Minimum Wage and Automation

Is technology—automation—really going to kill jobs?  No.  As many, including me, have written before, automation is only going to shift the nature of jobs.  Minimum wage laws are killing jobs, and will continue to and at increasing rates, by making robots cost effective despite their high up-front costs.

Wal-Mart, for instance, used to employ humans to track individual stores’ cash and manage their books.  Now at roughly 4,700 Wal-Marts, roughly 4,700 of those employees have been replaced by a machine that can track the books and while counting bills and coins at rates of 480 and 3,000 per minute, respectively.  Because it’s Wal-Mart, those folks, where they’ve wanted to, have taken jobs elsewhere in their store at the same pay, but those jobs are at risk, too.  Cashiers are being replaced by automated check-out stands, for instance.

Machines are made cheaper by current and rising minimum wage mandates from Government.

It’s not just Wal-Mart, either; it’s retail in general.  This graph, also from The Wall Street Journal, shows how widespread the risk is.

That’s good for us consumers, as those machines enable us to avoid much of the damage to our pocketbooks minimum-wage laws would do through labor-driven price increases.  Notice that the industries in the graph are especially labor-driven.  So far.

There’s another, this time insidious, impact of this increasing minimum wage driven increasing automation.  Lots of those jobs being lost are moderate-skill ones—counting the money and tracking the books, for instance—and those folks, as the Wal-Mart example illustrates, can find other work.  But what about the low skill work, where the employee truly is being paid minimum wage, because that’s all the work itself is worth (Wal-Mart’s money counter got $13/hr, above the current minimum wage, albeit threatened by $15/hr mandates)?
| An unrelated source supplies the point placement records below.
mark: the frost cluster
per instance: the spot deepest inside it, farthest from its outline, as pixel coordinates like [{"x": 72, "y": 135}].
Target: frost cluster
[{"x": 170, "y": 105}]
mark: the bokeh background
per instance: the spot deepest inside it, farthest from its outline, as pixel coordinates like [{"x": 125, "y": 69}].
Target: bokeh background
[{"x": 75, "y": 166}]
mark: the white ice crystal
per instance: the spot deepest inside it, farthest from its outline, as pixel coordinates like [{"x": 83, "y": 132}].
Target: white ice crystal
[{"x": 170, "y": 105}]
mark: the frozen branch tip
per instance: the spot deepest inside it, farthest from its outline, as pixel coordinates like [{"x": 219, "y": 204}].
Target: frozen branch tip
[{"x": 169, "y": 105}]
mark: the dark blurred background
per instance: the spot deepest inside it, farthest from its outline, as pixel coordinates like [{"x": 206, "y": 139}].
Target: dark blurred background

Those folks—the teenagers looking for summer work for the experience and to build money for college and a resume for later employment, the low/no skill worker trying to work at anything, the single mom or married spouse trying to work a second job to add income to the family—are going to be SOL.  Because Government won’t let them work for less than what Government deigns permit them to work.
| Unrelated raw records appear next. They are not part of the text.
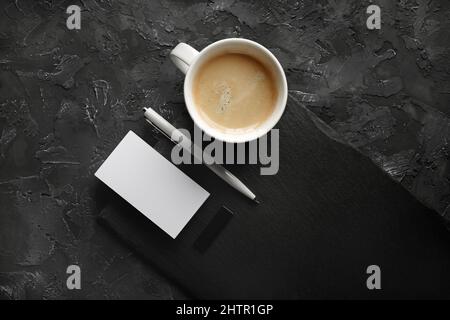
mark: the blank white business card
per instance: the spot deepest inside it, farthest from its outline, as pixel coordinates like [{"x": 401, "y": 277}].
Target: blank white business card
[{"x": 152, "y": 184}]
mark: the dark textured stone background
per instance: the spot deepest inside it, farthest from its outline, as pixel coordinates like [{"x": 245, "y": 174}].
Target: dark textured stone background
[{"x": 68, "y": 97}]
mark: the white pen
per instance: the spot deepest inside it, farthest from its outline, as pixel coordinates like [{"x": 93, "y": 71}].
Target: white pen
[{"x": 178, "y": 137}]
The mandated minimum wage does a wannabe worker no good at all, if the job paying that mandated wage no longer exists.

That doesn’t make automation bad; as I wrote above, it’s good for us consumers.  What’s bad is minimum wage mandates—they drive automation, but the bad thing about them is they deprive the unskilled of jobs, with the knock-on failure of preventing them from becoming consumers, too.